自分は制服を着た学生で、彼は格式張った黒衣の社会人。まだ子供扱いされるのも、実際は仕方ないことなのかもしれない。
「子供とか、そんなこと関係ないですよ」
愛だとか恋だとか、彼に抱くこの感情の正確な名前は分からない。ただ出来ることなら、この朝の一時をもっと違う形に発展させたかった。話したいことなら、山ほどある。そして、聞きたいことはそれ以上に。
「その時がきたら、森次さんだって覚悟決めてくださいね」
自転車に跨がり、早瀬は不敵に笑んでみせた。それでもやはり、子供の強がりにしか映らないのだろうか。森次は少し目を見開いただけだった。

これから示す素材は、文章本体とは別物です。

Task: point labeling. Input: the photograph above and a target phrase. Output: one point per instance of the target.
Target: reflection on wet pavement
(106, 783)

彼と歩くのはほんの僅かな距離。早瀬は毎朝これだけの会話のために、登校ルートを大きく迂回する。そろそろここで別れなければ、裏山に抜ける細道を過ぎてしまう。
「また明日、森次さん」
これから今日が始まるというのに、二人の朝はここで終わる。朝日が澄んだままの時間帯で告げられた別れの言葉は、街の胎動に飲み込まれた。
「……また明日」
やけに穏やかに呟かれた一方の言葉も、やはり自転車を漕ぐ早瀬の耳には届かないのだ。
090307
元ネタは自転車のアルベルトのCM見て妄想した、と言ってみても一体誰が信じるのだろうか。